The 1 reason you might buy it anyway

Currently, Arena is taking aim at another condition, albeit one that's somewhat in its existing wheelhouse: ulcerative colitis (UC). The moderate to severe UC market is currently dominated by several blockbuster injectable drugs, including AbbVie's (ABBV -0.38%) Humira, Johnson & Johnson's (JNJ 0.05%) Stelara, and Takeda's (TAK -1.42%) Entyvio. Clearly this is a lucrative market with room for multiple drugs to be highly successful; the difference is that Arena's lead investigational drug, etrasimod, is one of the few oral medications looking to tackle moderate to severe UC. If etrasimod, which just completed enrollment for phase 3 trials in UC, is a success, this could be a multibillion-dollar opportunity within a few years in the UC market alone.

And with such a large potential addressable market for an oral alternative, there is likely room for multiple players. That's a good thing, given that Arena's anticipated top-line data in the first quarter of 2022 should be coming about a year after Bristol Myers Squibb's (BMY 0.48%) May 2021 FDA meeting for ozanimod, a drug with a similar mechanism of action that's already in the running for FDA approval for UC. Even if Arena does make it to approval on its own this time, it won't be without staunch competition, and it will already be playing from behind against a behemoth.

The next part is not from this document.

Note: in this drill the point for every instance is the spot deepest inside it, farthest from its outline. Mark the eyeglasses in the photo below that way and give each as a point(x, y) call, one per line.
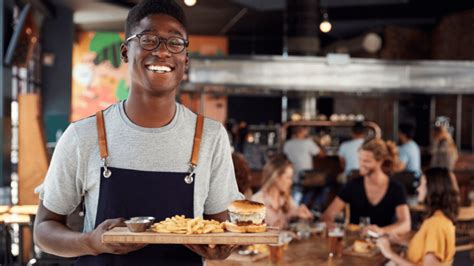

For context, ozanimod was originally brought through clinical trials by Receptos, which was later bought out by Celgene in July 2015. Celgene, now a part of Bristol Myers Squibb, paid $7.2 billion for Receptos when ozanimod was in phase 3 trials for UC. Arena currently has a $4.7 billion market cap. All this is to say, there is significant upside here if etrasimod offers positive results for UC in early 2022.

Sky-high, or up in smoke?

If Arena can demonstrate positive results for etrasimod in UC, it is easy to see how this company could rapidly rise again. But given its track record, healthcare investors may want to sit on the sidelines to see how this game plays out.